Here's my personal breakdown of good and bad starters, based on unit variety, deviation from core rules, things like that:

Good -
Bretonia
High Elves
Dark Elves
Lizardmen

Could go Either Way -
Empire
Dwarves
Orks and Gobbos
Skaven
Wood Elves

Bad -
Beasts of Chaos
Warriors of Chaos
Ogre Kingdoms
Tomb Kings
Vampire Counts

Play wise, Bret's might be better. High Elves have a rule where they always strike first, which is a pretty big deal. It is frustrating to play against for newer players, and doesn't really enforce the importance of the movement phase for people using HE's to learn the game. Brets behave much more like a normal army, with a heavy emphasis on cavalry, so you get a fast moving force that's all about proper positioning to get off it's charges.

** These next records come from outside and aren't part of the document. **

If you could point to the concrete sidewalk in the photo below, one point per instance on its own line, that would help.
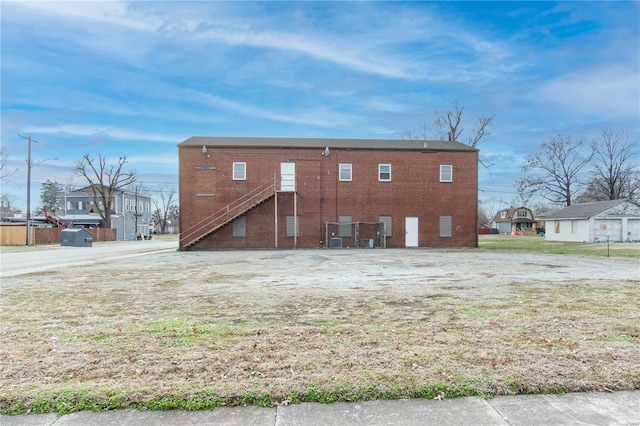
(617, 408)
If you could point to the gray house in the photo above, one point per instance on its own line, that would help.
(615, 220)
(130, 212)
(514, 220)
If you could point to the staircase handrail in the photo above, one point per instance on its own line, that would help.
(228, 212)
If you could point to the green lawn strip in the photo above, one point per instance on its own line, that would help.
(79, 399)
(540, 245)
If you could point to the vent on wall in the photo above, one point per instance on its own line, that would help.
(335, 243)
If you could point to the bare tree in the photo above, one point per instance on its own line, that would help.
(104, 180)
(554, 171)
(7, 203)
(5, 172)
(448, 126)
(616, 173)
(163, 203)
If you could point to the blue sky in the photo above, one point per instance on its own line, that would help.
(136, 78)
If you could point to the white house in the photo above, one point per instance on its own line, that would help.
(130, 212)
(617, 220)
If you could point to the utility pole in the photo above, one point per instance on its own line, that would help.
(28, 138)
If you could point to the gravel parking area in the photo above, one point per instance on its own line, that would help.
(378, 323)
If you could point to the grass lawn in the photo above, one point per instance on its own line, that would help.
(540, 245)
(199, 330)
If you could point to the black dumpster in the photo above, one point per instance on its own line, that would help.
(76, 237)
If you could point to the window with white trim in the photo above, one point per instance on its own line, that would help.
(446, 226)
(240, 227)
(290, 226)
(344, 226)
(345, 172)
(384, 172)
(387, 225)
(446, 173)
(240, 171)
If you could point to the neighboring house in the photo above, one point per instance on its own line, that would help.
(514, 220)
(615, 220)
(255, 192)
(130, 212)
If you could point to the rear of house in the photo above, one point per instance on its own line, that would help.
(312, 193)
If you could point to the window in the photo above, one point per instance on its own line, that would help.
(345, 172)
(446, 173)
(290, 225)
(446, 226)
(240, 227)
(387, 225)
(384, 172)
(344, 227)
(239, 171)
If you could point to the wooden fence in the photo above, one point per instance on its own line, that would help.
(16, 235)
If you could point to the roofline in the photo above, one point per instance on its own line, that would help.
(321, 143)
(613, 203)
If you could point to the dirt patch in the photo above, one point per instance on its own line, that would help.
(279, 322)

Painting...if you love to paint, a full out Bretonian cavalry force with each knight having their own individual crest looks amazing, but will take you a long time. You have to want to paint them. High Elves are much easier to shove out the door en masse and still look good.

From a story background, HE and Brets are possibly the two closest races that are unequivocally "the good guys." So if that's your thing, you're in the right place.

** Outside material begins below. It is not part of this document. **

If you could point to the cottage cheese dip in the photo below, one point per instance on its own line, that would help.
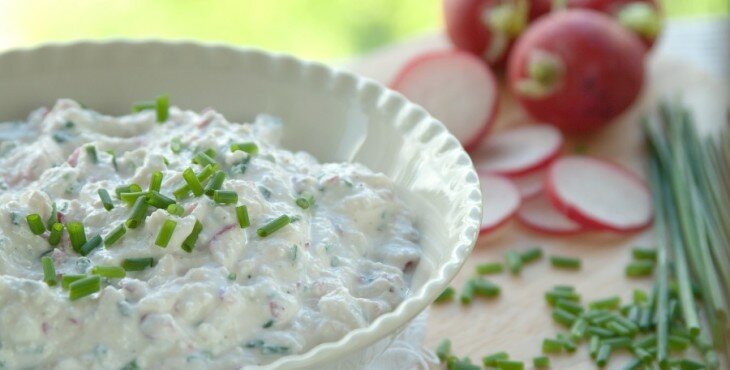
(237, 298)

Last, I don't know if it's an issue for you, but the two armies with the most female models are the Dark Elves and the Wood Elves. DEs have a whole unit of only females, and their casters are female as well. Wood elves tend to have a few females mixed in their units, and have some heros as well. 
Wood elves are a very shooty army that try and avoid direct combat almost all the time, killing you at range with their high mobility. Dark Elves are the glass cannon army, with frail units that hit like trucks.

Remember there are tons of other companies providing fantasy miniatures, so if you ended up wanting to have a woman general leading your HE army, you can find an appropriate model and use it as "counts as" for your lord, mage, whatever. Just be sure if you order non-GW models that a) they are 28mm scale b) you don't intend to play in GW tournaments, they can be weird about things like that, but most players think conversions like that are great.

It's difficult to go wrong in Warhammer, just pick an army you love the look of, stick with them, and avoid the armies on the "bad" portion of the list unless you do some research and know what you're getting yourself into and you should be fine. Welcome to the hobby!


----------



## Blargh1337 (Oct 20, 2008)

I don't know. But I want to play TETRIS!!!


----------